Syrian President Bashar al-Assad's reelection reflects US failure in its Syria and Middle East policies, underscoring the importance of China's policy of non-intervention for regional stability, experts told the Global Times on Tuesday.
Assad won his fourth term with over 95 percent of the votes on May 27.
Chinese President Xi Jinping on Monday sent a congratulatory message to Assad over the latter's re-election.
In his message, Xi said he attaches great importance to the development of China-Syria relations, and stands ready to work with Assad to take the 65th anniversary of bilateral diplomatic ties this year as an opportunity to strive for greater achievements in China-Syria relations, Xinhua News Agency reported.
Xi said China firmly supports Syria in safeguarding its national sovereignty, independence and territorial integrity, and will provide as much assistance as its capacity allows for Syria in fighting the COVID-19 pandemic, revitalizing its economy and improving the people's well-being, so as to continuously lift China-Syria cooperation to new levels.
Some Western countries, including the US, UK, Germany and France, questioned the integrity and legitimacy of the election. US media said the Biden administration has decided to cut defense funding to the Kurdish-led Syrian Defense Forces (SDF) in Syria, and has yet to send any special envoy to the country, which experts see reflects the decline of US influence in the region.
Assad's reelection represents a complete failure of US intervention in Syrian affairs, Hua Liming, former Chinese ambassador to Iran and an expert on Middle East affairs, told the Global Times on Tuesday.

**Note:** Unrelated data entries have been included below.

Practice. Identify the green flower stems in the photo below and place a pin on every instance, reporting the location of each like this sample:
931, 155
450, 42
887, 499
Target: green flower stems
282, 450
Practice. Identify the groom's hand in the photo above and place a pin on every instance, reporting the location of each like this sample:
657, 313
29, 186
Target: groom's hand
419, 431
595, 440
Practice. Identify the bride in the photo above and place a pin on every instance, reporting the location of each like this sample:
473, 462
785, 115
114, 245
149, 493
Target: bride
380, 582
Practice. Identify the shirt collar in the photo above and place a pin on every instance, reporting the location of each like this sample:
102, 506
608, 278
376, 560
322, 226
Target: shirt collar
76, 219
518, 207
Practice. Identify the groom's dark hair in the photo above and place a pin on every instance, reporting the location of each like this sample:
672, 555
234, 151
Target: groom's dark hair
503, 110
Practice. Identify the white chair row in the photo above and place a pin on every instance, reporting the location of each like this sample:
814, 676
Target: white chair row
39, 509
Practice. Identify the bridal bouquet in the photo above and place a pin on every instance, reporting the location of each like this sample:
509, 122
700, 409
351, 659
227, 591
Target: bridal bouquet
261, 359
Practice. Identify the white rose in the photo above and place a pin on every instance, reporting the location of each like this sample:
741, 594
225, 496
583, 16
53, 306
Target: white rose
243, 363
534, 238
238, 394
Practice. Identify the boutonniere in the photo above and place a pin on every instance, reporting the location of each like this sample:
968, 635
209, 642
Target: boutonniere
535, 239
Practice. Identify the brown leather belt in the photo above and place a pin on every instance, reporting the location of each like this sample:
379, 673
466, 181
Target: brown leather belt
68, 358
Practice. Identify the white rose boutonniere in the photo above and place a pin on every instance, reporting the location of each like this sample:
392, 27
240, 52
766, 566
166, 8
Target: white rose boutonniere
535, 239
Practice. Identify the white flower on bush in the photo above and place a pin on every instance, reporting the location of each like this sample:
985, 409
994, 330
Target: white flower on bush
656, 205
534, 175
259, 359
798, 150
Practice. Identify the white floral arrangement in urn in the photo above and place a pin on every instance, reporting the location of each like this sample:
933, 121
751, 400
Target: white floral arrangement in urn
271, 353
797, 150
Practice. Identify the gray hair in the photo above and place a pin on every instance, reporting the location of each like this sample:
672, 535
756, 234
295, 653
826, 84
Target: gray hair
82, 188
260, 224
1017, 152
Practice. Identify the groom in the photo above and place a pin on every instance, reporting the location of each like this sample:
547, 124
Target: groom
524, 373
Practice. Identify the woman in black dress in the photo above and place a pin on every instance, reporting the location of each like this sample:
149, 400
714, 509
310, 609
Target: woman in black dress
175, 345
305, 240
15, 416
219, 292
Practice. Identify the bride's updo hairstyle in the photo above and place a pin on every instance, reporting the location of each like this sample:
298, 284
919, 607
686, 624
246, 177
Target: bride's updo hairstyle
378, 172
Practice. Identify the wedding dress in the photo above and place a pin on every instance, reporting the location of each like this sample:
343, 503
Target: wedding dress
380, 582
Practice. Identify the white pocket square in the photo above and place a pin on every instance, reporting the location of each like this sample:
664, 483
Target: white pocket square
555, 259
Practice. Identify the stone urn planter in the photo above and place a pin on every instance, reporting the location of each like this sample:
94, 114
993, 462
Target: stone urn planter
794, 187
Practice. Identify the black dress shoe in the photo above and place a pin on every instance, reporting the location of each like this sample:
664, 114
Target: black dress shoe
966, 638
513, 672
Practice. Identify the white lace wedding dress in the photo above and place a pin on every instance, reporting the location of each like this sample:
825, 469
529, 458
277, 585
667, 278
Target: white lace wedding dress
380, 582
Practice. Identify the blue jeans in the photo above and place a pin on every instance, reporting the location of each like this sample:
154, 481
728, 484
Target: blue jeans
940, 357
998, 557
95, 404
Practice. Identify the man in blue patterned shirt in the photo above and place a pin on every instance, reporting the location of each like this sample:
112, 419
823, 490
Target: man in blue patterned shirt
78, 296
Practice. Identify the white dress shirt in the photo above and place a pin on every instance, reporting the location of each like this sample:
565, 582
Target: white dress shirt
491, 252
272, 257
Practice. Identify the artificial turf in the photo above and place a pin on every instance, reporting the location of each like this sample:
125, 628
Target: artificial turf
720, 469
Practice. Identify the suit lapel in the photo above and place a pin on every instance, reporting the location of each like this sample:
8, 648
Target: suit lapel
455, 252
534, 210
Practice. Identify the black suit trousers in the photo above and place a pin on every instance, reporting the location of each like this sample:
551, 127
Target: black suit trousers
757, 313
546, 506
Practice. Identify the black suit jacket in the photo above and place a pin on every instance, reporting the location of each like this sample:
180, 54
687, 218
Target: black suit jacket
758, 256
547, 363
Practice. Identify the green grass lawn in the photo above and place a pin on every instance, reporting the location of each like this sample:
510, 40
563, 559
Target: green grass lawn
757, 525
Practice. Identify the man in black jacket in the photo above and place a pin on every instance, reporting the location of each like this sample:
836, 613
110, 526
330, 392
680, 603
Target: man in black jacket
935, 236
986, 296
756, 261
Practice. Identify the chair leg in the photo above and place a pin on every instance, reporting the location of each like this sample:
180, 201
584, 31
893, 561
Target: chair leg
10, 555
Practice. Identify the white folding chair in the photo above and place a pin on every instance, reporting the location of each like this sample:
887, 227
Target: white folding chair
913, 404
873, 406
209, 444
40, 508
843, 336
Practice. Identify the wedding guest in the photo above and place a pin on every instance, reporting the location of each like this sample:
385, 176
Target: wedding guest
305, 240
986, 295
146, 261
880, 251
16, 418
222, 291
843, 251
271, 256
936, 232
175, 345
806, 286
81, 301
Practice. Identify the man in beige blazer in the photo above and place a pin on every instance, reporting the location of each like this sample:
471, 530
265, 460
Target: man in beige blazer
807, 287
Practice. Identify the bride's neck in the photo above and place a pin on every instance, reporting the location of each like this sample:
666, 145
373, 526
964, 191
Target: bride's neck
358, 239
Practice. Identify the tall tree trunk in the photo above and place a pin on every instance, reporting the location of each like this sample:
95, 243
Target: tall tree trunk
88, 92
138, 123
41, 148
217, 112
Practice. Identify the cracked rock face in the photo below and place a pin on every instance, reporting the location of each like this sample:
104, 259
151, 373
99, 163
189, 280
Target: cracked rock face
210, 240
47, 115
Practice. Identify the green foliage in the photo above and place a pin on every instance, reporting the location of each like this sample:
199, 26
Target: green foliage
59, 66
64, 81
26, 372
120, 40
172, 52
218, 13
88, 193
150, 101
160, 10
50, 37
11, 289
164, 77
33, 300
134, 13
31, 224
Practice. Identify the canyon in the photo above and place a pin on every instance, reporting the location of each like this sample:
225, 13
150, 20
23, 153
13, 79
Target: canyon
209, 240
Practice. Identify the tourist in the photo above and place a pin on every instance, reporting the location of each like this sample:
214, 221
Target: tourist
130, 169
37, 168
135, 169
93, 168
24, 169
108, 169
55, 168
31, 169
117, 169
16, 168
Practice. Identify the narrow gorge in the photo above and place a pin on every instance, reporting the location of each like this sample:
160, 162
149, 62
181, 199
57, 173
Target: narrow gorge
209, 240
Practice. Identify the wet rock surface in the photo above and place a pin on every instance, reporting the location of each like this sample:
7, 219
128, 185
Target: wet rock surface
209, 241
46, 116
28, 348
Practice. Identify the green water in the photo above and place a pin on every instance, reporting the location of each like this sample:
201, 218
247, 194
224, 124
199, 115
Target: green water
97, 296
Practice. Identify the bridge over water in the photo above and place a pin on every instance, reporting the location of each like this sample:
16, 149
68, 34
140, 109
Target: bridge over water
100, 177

Since the anti-government protests and rebellions known as "Arab Spring" spread in Syria about a decade ago, the US used the opportunity to prop up the opposition and wage war against the Syrian government. With the Assad government's resistance and the help of Russia and Iran, Assad held his ground, and now the US-backed opposition in Syria has been all but wiped out.

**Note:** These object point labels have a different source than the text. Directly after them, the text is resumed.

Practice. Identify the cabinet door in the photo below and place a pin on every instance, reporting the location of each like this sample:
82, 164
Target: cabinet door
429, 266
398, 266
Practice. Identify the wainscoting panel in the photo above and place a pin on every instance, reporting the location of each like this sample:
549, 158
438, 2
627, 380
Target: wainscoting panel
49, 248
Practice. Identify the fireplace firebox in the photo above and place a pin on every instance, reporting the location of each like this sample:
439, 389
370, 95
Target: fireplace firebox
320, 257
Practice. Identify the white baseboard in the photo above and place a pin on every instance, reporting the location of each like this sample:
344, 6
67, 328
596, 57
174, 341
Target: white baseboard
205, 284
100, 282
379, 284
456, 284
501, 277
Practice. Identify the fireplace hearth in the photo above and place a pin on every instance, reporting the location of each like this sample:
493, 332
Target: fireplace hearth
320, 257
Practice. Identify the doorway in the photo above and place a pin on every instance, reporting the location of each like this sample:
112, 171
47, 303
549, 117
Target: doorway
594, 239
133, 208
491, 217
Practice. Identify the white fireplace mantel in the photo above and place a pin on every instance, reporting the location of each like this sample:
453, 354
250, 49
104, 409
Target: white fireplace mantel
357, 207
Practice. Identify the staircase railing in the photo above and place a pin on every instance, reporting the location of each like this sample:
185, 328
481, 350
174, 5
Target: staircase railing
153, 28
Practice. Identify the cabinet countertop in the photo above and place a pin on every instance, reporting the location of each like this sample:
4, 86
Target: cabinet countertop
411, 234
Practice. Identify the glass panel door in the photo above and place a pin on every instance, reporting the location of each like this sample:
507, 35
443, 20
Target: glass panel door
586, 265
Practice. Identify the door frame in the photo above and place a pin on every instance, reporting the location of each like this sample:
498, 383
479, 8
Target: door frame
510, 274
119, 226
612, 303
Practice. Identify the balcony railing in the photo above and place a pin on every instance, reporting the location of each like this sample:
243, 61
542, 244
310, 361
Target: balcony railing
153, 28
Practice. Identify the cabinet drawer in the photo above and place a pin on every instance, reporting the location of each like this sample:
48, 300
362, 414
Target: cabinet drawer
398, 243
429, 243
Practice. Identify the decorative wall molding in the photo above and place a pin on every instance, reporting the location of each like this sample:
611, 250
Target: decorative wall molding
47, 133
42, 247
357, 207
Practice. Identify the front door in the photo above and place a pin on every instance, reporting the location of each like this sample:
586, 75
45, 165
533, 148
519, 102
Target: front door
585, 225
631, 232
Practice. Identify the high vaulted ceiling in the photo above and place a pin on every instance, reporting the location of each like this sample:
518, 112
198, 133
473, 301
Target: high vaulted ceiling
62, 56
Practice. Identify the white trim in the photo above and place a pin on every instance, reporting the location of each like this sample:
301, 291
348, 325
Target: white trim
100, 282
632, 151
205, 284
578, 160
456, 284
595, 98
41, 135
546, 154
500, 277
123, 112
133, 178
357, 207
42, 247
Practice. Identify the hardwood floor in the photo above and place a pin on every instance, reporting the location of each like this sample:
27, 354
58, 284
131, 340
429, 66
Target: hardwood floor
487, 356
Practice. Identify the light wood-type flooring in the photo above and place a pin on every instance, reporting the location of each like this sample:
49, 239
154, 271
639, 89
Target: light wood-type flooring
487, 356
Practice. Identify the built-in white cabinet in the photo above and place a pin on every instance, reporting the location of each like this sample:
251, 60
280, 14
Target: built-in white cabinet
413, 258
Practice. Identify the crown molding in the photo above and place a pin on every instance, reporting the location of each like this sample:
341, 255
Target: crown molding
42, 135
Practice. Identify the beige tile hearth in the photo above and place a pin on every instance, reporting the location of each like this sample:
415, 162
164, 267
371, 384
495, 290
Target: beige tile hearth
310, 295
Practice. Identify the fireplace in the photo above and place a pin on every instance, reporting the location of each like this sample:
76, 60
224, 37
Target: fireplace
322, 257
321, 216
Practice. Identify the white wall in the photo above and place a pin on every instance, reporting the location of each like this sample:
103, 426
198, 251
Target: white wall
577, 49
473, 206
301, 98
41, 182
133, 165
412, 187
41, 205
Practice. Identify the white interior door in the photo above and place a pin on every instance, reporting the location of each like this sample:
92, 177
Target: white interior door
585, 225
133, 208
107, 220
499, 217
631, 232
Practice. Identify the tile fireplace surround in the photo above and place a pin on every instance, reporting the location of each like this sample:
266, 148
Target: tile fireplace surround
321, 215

Both the willingness and capability of the current US government to militarily interfere in Syria are limited, but it is expected that Washington, as a hegemonic power, will continue to suppress Damascus diplomatically and economically, some analysts said.
Media reported that US President Joe Biden has extended unilateral sanctions against Syria by one more year, according to a notice issued by the White House in early May. Gradually slapped by Washington between 2004 and 2012, sanctions include assets freezing of some people and entities and a ban on some goods and services exports to Syria.
China has always opposed interference in other countries' internal affairs and has maintained normal diplomatic relations with the Syrian government. Assad's re-election and the stabilized Syrian situation prove the correctness of China's continuous position, said Hua, noting that Western countries should fully respect Syrian people's choice.